Düzenlemenin yürürlüğe girmesinden itibaren menfi tespit davalarında arabulucuya başvurunun bir dava şartı olup olmaması ciddi tartışmalara yol açmıştır. Öncelikle menfi tespit davasının ne olduğunun tanımlanması gerekmektedir. Menfi tespit davası kısaca borçlunun,borcu ödemeden önce borçlu olmadığının tespiti için açılan davadır. Bir kısım görüş menfi tespit davasının amacının alacağın kaynağının ne olduğunun tespiti olduğunu ve bu dava ticari davadan kaynaklı alacağa yönelik olduğu için zorunlu arabuluculuk kapsamında olduğunu savunmaktaydı. Aynı zamanda tespit davası açan alacaklının arabulucuya başvurması gerekirken borcun olmadığını ispatlamak isteyen borçluya doğrudan dava açma hakkı tanımanın yargılamanın eşitliği ilkesi ile bağdaşmadığı görüşü de mevcuttu.

Bu görüşlere karşılık İİK'nun 72. maddesinde öngörülmüş olan ve icra takibine etkileri de gözetilmek suretiyle ikili bir ayrıma tabi tutulmuş bulunan menfi tespit davalarının, bir alacak ya da tazminatı konu almadıkları, yani parasal bir edime mahkûmiyeti içeren eda davası niteliği taşımadıkları için, dava şartı arabuluculuğun uygulanma alanı dışında kaldıkları doktrinde savunulmaktaydı.

Nitekim T.C. YARGITAY 19.HUKUK DAİRESİ E. 2020/85 K. 2020/454 13.2.2020 tarihli kararında; “HMK'nın 106. maddesinde düzenlenen tespit davasının özel bir şekli olan menfi tespit davası,konusu bir miktar paranın ödenmesi olan alacak ve tazminat davası olarak nitelendirilemez.Bu dava sonucunda, borçlunun borçlu olmadığının anlaşılması halinde borçlu olunmayan kısım belirtilmek suretiyle olumsuz tespit hükmü kurulmaktadır. Menfi tespit davasının istirdat davasına dönüştüğü hâllerde dahi olumsuz tespit hükmü kurulması gerekmektedir. Başka bir deyişle, menfi tespit davasının niteliği gereği verilen kararlarda, yalnızca davacının borçlu olup olmadığı belirlenmekte, borçlu olmadığı kısma ilişkin olumsuz tespit hükmü kurulmaktadır. Bu hüküm, herhangi bir alacağın tahsilini gerektirir nitelikte bir ilam olmadığından esasa yönelik olarak İİK m. 32 uyarınca doğrudan ilamların icrası yolu ile takibe konulamaz.

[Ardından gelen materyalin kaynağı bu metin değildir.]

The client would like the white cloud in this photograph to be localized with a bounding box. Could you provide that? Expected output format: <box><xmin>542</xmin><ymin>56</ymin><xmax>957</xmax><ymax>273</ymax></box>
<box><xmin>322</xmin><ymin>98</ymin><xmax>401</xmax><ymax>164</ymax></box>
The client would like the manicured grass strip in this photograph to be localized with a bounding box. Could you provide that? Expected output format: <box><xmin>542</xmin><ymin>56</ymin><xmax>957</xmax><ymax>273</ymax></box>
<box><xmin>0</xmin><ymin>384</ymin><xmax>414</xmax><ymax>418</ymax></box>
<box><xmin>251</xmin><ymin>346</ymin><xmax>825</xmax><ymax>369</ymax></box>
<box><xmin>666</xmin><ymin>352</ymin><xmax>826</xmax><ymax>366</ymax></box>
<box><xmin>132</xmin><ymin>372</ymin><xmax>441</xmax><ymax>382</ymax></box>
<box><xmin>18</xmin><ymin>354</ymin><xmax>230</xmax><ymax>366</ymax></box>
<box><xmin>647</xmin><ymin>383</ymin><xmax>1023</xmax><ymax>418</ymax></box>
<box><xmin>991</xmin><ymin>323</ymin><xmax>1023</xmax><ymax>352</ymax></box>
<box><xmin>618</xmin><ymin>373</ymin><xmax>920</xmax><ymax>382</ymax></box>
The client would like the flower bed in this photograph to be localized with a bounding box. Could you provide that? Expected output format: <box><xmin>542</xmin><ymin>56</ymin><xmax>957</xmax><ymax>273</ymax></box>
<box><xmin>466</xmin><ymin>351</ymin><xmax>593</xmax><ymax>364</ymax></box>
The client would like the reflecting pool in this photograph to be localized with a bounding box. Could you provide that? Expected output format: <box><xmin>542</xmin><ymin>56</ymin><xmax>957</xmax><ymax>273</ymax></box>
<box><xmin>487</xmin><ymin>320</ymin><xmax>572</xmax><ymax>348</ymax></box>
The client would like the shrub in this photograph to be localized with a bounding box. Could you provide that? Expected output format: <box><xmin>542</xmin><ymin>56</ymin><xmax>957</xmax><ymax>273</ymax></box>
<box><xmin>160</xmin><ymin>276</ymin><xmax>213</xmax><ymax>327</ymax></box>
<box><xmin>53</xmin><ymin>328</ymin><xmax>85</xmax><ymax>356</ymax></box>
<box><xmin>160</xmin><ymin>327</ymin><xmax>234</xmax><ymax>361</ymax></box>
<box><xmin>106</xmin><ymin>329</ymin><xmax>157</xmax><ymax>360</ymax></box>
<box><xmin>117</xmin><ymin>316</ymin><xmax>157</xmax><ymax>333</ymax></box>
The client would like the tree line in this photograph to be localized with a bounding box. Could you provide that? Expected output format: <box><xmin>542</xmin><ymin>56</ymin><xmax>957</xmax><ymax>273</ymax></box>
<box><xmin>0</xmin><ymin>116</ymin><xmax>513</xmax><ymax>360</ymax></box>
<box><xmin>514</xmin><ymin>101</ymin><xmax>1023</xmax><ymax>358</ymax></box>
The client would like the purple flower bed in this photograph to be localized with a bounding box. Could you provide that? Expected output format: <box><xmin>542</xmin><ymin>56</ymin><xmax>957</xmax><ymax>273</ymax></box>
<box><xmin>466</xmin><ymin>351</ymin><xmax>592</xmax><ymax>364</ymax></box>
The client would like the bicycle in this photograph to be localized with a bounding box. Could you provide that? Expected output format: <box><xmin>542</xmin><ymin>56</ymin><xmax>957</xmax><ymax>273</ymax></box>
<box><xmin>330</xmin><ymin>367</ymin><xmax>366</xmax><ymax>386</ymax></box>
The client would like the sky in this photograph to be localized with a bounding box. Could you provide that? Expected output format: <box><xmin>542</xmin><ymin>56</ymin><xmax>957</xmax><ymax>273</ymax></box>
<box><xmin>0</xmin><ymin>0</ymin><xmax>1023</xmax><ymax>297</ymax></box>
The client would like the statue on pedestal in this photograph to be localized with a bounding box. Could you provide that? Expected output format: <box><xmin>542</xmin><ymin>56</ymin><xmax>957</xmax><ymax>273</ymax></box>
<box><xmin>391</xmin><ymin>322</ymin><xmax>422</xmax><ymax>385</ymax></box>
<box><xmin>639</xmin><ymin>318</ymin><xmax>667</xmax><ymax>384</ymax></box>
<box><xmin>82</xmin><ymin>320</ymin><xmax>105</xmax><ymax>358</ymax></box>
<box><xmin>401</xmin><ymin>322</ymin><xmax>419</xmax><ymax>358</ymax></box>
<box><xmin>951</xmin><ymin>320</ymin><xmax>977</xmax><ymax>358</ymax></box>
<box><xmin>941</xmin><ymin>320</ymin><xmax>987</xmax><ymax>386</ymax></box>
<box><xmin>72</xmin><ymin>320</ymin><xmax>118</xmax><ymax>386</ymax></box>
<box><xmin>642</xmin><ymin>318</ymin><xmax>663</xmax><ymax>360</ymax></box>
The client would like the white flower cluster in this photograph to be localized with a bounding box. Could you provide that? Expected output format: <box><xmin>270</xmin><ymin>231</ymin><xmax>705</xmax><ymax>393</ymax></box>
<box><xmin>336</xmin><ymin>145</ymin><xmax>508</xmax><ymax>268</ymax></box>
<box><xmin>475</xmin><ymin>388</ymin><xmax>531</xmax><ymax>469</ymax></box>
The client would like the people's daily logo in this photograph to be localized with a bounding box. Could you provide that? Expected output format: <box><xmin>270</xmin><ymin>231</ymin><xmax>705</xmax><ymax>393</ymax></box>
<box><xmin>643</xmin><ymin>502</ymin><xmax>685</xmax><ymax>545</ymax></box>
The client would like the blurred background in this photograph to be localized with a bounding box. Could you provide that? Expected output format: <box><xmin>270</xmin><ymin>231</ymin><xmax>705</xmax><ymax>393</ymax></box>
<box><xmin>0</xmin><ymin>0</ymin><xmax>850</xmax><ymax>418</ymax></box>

Oysa arabuluculuk sonucu verilen kararlar ilam hükmünde olup, cebri icra yoluna başvurulabilecek niteliktedir.Ancak yukarıda açıklandığı gibi menfi tespit davaları sonucunda verilen hükümler esasa yönelik olarak cebri icraya konu edilip infaz edilemeyeceğinden, ticari davalarda arabuluculuğa başvuruyu dava şartı olarak öngören madde hükmünün amaçsal yorumundan Yasa Koyucu'nun bilinçli olarak menfi tespit davalarını arabuluculuk dava şartına tabi tutmadığı anlaşılmaktadır.” şeklinde hükme bağlamıştır.